UK house prices were 0.1% lower in June than the same month a year ago – the first annual fall since December 2012, according to the Nationwide.
The building society also said property values had dropped by 1.4% compared with May as the coronavirus lockdown hit the housing market.
Sales plummeted and viewings halted when the sector was effectively frozen.
The Nationwide said the magnitude of the shock to the economy made a house price fall unsurprising.
It said the outlook for the housing market was “highly uncertain” in the coming months.
The housing market, as with the rest of the economy, has been hit hard by the coronavirus pandemic. The lockdown meant activity slowed sharply, with sales at half the levels of a year earlier.
Viewings, sales and moves have now resumed in much of the UK, but buyers and sellers face fresh unease about job and income prospects, prompting some to rethink plans over property.
The Nationwide, which bases its figures on its own mortgage lending, said that house prices, on an annual basis, dropped from a 1.8% rise in May to a 0.1% fall in June as the effects of the shutdown were felt. The typical home was now worth £216,403, it said.
This will be welcomed by first-time buyers hoping for a consistent fall in house prices, although restrictions by lenders mean mortgages have become more difficult to secure.
“With lockdown measures due to be eased in the weeks ahead, housing market activity is likely to edge higher in the near term, albeit remaining below pre-pandemic levels.
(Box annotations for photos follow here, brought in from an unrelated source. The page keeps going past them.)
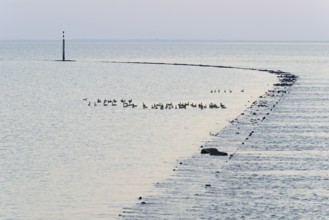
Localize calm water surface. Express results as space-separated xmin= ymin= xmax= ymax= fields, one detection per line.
xmin=0 ymin=42 xmax=329 ymax=219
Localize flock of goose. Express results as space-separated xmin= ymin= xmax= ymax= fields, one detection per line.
xmin=83 ymin=89 xmax=244 ymax=110
xmin=83 ymin=98 xmax=226 ymax=110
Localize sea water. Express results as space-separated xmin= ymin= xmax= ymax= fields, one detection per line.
xmin=0 ymin=41 xmax=328 ymax=219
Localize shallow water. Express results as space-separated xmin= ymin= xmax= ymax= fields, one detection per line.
xmin=0 ymin=42 xmax=282 ymax=219
xmin=118 ymin=44 xmax=329 ymax=219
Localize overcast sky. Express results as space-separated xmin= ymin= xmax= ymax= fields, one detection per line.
xmin=0 ymin=0 xmax=329 ymax=41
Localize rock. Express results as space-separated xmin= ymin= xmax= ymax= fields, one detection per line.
xmin=201 ymin=148 xmax=228 ymax=156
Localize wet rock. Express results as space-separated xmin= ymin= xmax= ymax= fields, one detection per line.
xmin=201 ymin=148 xmax=228 ymax=156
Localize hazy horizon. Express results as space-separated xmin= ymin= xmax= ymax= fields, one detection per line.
xmin=0 ymin=0 xmax=329 ymax=42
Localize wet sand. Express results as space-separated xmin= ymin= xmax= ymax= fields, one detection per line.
xmin=119 ymin=66 xmax=329 ymax=219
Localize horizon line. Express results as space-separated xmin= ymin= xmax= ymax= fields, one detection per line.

Nevertheless, the medium-term outlook for the housing market remains highly uncertain,” said Robert Gardner, Nationwide’s chief economist.
He said that government measures to support the economy and jobs would dilute the potential impact of the pandemic on the housing market.
Prices in April, May and June were lower than the previous three months in Wales (down 2.2%) and Northern Ireland (down 0.5%) compared with rises in Scotland (up 2.5%) and England (up 0.4%), the Nationwide said. These figures can be relatively volatile owing to the relative lack of data in some areas.
Commentators said the rest of the year could be a test for the housing market.
“The property market was never going to get through such a profound economic shock without taking a material hit,” said Andrew Montlake, managing director at mortgage broker Coreco.
“The second half of 2020 is going to be the real test for the property market, as government support for workers is slowly removed and we see a rise in unemployment. The government and Treasury are going to be tested like never before as they seek to keep people in jobs, which will clearly be pivotal to the future direction of house prices.”